The following blog post was authored by Evan Waddell – a guest blogger.
I float between cafes and restaurants, oft with no companion but my books. What I see, hear, and feel in those community life springs becomes the subject of my writing. I appreciate your willingness to gaze upon my interpretations.
May 11, 2013
An old man, balding, sits heavily against the picture window framed backdrop of Ann Arbor afternoon. In front of him lay a collection of china saucers, plates, and a tea cup, which he slowly raises to his lips to sip, tentatively, as if the heat of the Frisia brew could suddenly increase at any moment. His eyes betray nothing of boredom, of enjoyment, or of sorrow, but simply gaze observantly down at the traffic flux below. His shirt, a light pink which is neither wrinkled nor ironed, is contrasted with the dark slacks which just barely cover his ankles. He shifts slightly and places a hand at the side of head, as if to say, this existence is a headache, but then again perhaps to say, the weight of my mind needs support. Across from him sits not an energetic child, nor the companion which most men his age have settled with, but rather his briefcase and a windbreaker, stacked in such a way that if hit just right by the slowly fading sun, it would seem the caricature of a good friend, slouched over an empty table setting.

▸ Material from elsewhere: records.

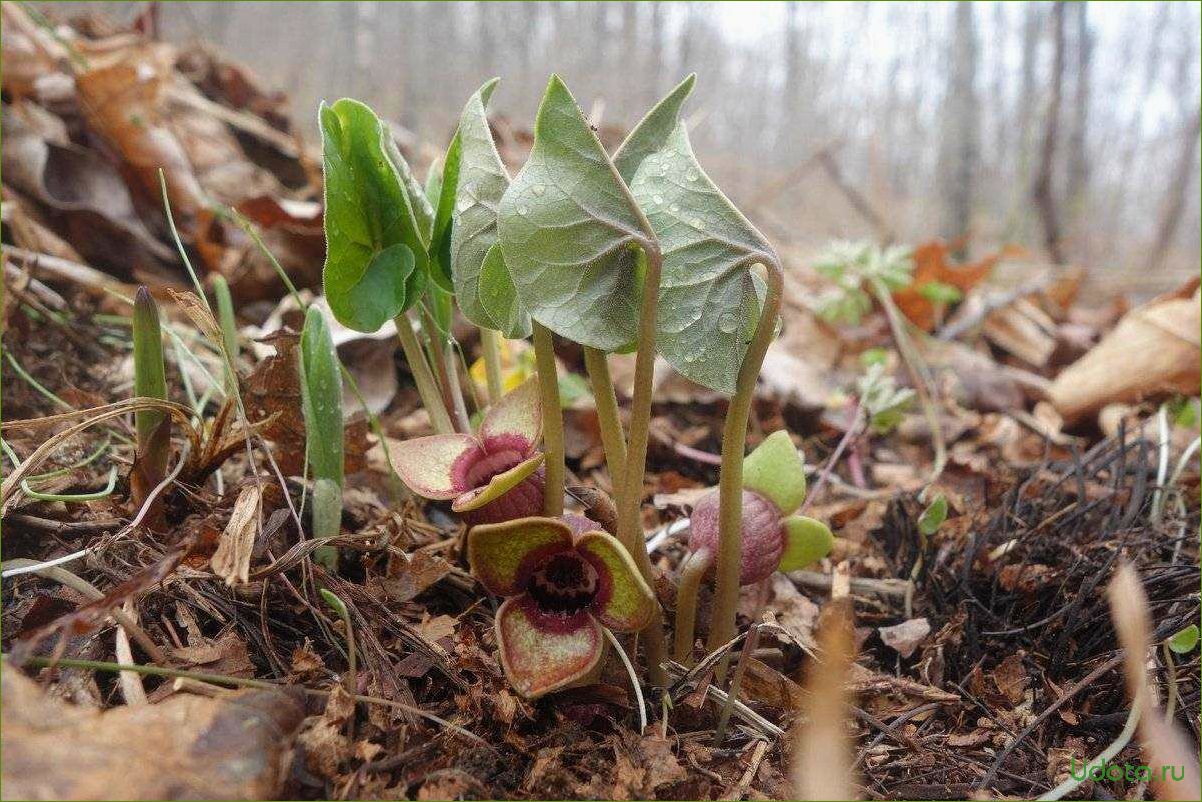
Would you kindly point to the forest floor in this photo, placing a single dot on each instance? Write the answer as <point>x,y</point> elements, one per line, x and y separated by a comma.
<point>986,658</point>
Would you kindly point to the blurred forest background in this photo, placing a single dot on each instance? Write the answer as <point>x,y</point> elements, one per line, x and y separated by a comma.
<point>1067,128</point>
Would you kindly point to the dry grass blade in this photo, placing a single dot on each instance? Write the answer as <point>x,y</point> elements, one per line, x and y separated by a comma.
<point>1164,744</point>
<point>822,759</point>
<point>11,486</point>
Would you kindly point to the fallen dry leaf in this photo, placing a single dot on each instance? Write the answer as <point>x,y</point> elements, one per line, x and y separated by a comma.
<point>906,636</point>
<point>231,747</point>
<point>231,560</point>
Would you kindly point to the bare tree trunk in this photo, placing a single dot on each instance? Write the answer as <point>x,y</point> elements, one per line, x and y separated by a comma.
<point>1078,156</point>
<point>962,112</point>
<point>1042,192</point>
<point>1176,196</point>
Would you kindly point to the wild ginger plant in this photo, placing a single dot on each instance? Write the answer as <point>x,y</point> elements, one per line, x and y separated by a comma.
<point>563,581</point>
<point>153,426</point>
<point>773,536</point>
<point>321,401</point>
<point>489,476</point>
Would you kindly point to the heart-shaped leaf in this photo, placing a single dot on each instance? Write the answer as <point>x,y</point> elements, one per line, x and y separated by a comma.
<point>486,296</point>
<point>442,186</point>
<point>375,254</point>
<point>652,131</point>
<point>571,232</point>
<point>708,298</point>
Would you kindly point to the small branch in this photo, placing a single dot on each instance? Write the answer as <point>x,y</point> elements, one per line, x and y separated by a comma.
<point>552,420</point>
<point>613,439</point>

Perhaps the placement was intentional, or perhaps the man is thinking his own placement lonely or cruel, in this stifling room where he cannot enjoy tea with anything but the work papers or cold electronics or miscellany in the bag. Something in my soul resonates with this man, past or present or future unknown to me, and as his flesh becomes bound to my memory, I wonder if perhaps I see myself, purposelessly supping in a naïve place, alone and disenchanted, watched by a curious mind who can think of no novelty but to contemplate my incompleteness.